Eu não posso ir ver um filme ruim sozinho. Eu vou fazer comentários sarcásticos pra estranhos?

Este foi o décimo-sétimo episódio da série a ser exibido. Aclamado por muitos (e também por mim) como o primeiro clássico da série que se anunciava “um show sobre nada”. Bom, um episódio passado inteiro em uma sala de espera de um restaurante chinês era muito adequado ao tema! O fato é que os executivos da NBC empombaram com o episódio e não queriam que ele fosse ao ar. O argumento era simples e lógico: ficar meia-hora esperando uma mesa em um restaurante é chato, assistir a isso não pode ser melhor. Por fim acabaram concordando em deixar ir ao ar desde que fosse no final da segunda temporada, quando a série já estivesse mais, digamos assim, aceita pelo público.

Este que talvez seja o primeiro marco de maturidade da série, a hora em que a equipe prova que acertou a mão. Talvez seja emblemático, seja um dos mais lembrados e porém, guarda um grave problema: não conta com a presença de Kramer. De acordo com a sinopse, Kramer era um ermitão que não saia de casa há séculos. Por isso Michael Richards não participou da gravação e, também por causa deste capítulo, pediu a revisão neste item limitador de seu personagem e, em conseqüência, de toda a série. Foi por causa do Restaurante Chinês que Kramer pode ganhar mundo. A alforria de Kramer.

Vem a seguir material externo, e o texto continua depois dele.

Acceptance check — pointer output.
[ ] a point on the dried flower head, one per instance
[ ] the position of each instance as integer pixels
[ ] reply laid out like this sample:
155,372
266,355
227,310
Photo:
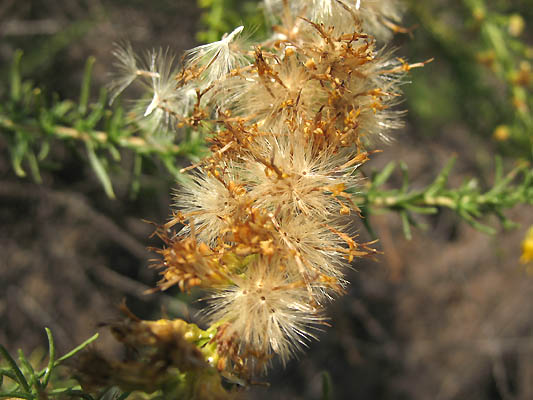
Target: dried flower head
262,221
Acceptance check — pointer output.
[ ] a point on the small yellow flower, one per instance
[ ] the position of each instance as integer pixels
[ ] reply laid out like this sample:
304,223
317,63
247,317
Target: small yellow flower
527,247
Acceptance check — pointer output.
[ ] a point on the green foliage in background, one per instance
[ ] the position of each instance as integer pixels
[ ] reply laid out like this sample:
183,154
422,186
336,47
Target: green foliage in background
482,75
222,16
23,380
32,124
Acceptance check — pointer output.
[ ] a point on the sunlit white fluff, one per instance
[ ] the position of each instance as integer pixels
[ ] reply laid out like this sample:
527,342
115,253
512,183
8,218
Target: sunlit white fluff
306,181
267,312
126,70
218,58
374,15
205,201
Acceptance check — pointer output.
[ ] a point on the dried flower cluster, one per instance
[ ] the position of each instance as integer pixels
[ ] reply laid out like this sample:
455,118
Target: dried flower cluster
263,220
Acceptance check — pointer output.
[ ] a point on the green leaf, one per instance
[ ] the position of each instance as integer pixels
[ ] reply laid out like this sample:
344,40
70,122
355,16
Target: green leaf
15,79
76,349
51,358
86,86
21,380
99,170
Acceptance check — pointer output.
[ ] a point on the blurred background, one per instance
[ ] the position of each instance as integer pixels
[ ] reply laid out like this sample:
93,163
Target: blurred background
445,315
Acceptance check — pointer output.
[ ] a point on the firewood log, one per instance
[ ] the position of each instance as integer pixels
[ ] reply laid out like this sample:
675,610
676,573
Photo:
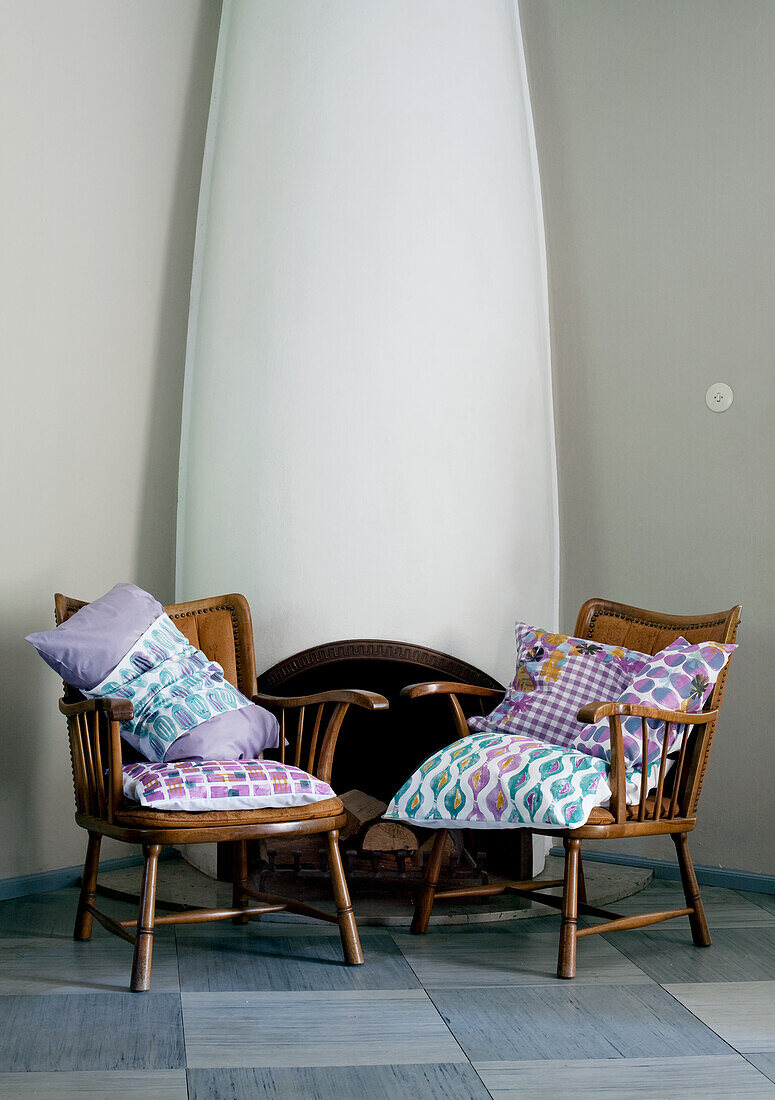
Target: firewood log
362,809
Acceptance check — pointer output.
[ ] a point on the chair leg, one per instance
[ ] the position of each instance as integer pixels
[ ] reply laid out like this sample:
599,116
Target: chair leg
700,933
239,892
424,904
582,881
566,957
347,928
144,942
88,888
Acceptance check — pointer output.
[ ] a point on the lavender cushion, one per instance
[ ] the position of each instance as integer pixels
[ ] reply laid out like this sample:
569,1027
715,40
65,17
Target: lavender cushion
236,735
90,644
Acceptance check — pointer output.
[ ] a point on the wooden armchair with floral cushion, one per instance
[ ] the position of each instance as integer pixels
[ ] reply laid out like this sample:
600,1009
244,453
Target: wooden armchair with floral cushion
668,782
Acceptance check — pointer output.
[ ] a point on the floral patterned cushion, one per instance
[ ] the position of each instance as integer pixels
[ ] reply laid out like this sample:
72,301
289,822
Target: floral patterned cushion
678,678
507,781
219,784
555,675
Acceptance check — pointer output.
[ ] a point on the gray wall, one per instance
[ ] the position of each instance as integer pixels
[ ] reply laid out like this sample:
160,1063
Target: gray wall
102,111
656,149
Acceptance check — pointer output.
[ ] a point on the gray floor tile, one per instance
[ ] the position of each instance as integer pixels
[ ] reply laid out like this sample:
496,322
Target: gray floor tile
765,1063
667,954
91,1031
741,1012
763,901
572,1021
330,1029
340,1082
102,965
723,909
698,1078
96,1085
292,963
528,959
47,914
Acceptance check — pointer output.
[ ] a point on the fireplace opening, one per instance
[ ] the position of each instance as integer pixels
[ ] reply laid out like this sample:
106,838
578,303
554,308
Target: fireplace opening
375,755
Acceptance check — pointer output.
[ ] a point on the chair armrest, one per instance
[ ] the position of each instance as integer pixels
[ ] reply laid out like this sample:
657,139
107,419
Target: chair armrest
367,699
341,700
593,712
98,783
445,688
118,710
452,691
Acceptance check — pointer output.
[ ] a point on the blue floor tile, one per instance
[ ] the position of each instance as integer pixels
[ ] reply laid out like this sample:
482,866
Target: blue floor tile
252,963
91,1031
340,1082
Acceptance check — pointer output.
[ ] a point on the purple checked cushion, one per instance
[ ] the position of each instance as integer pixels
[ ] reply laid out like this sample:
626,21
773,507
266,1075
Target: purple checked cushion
678,678
219,784
555,677
90,644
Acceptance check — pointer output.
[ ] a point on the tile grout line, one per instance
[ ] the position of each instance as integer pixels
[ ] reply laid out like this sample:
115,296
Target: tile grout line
183,1019
454,1037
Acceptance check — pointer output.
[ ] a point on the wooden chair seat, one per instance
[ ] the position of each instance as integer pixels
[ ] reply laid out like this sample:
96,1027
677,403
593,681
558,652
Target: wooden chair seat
601,816
221,627
671,811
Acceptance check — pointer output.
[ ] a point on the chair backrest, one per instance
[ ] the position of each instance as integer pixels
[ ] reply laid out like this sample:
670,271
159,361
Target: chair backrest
220,626
616,624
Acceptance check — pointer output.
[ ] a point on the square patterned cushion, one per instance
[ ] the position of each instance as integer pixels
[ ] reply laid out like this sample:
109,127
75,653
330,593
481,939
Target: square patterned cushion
218,784
555,677
508,781
678,678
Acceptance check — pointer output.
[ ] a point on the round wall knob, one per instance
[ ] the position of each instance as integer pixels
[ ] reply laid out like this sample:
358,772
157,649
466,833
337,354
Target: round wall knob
719,397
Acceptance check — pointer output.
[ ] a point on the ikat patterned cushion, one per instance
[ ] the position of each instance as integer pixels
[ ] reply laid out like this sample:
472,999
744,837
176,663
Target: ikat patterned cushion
218,784
555,677
175,689
507,781
678,678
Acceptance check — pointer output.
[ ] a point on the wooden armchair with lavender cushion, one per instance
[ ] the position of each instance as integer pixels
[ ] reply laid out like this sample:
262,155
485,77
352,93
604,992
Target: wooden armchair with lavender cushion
153,799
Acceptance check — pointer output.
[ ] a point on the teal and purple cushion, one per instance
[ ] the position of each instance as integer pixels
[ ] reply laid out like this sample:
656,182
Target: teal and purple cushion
501,781
678,678
178,693
219,784
86,647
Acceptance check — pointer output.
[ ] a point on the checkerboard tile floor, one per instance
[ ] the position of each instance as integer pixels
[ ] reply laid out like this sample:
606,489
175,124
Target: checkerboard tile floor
465,1012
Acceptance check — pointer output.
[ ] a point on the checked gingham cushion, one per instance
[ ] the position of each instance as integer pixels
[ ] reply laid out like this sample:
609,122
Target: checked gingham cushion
219,784
555,677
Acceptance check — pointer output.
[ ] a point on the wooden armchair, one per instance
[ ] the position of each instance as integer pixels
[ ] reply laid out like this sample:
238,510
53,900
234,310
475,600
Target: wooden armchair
221,628
672,810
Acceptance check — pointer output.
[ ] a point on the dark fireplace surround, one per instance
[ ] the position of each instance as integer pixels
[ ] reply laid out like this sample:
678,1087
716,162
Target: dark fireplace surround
378,750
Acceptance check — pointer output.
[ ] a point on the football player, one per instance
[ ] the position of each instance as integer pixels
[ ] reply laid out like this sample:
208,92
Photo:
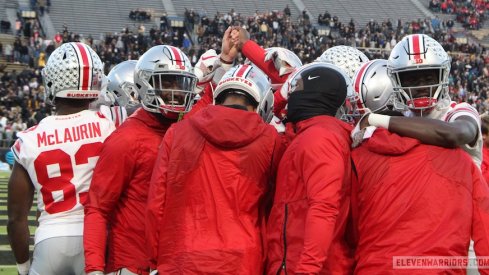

Este capítulo foi ao ar no dia 23 de maio de 1991. Todo mundo que curte a série deve ter visto ou ouvido falar. Eles ficam ali esperando, mortos de fome, e o recepcionista sempre dizendo que em cinco ou dez minutos a mesa estará pronta. Tentam oferecer vinte pratas como suborno ao funcionário, ou dono do restaurante, e se dão mal. Um detalhe: George topa rachar a propina mas só dá seis dólares, e justifica dizendo que estava planejando comer pouco. Elaine diz que tem tanta fome que comeria algo do prato de qualquer um ali dentro e é desafiada a fazer isso mediante um prêmio de 50 dólares. Tenta negociar, entredentes, um rolinho-primavera com a os comensais da mesa sugerida por Seinfeld e lhes oferece metade do prénio. Estes e acham que ela é maluca pois ela não chega a verbalizar a oferta, apenas faz uma cara estranha e murmura coisas ininteligíveis. Numa trama paralela, George está querendo usar um telefone público e tem um cara lá esticando a conversa o que o irrita muito pois ele está tentando consertar uma primeira noite de sexo mal-sucedida – em virtude de um chamado da natureza irrevogável –, com uma pretendente de nome Tatiana. Seinfeld é escada pra todos e dá uma aula de comédia de situação neste brilhante capítulo. Coisas que podem acontecer com todos e que se encaixam, num roteiro enxuto, e que, ao mesmo tempo, traduzem muito bem o espírito da série e apresenta com perfeição e síntese as personagens.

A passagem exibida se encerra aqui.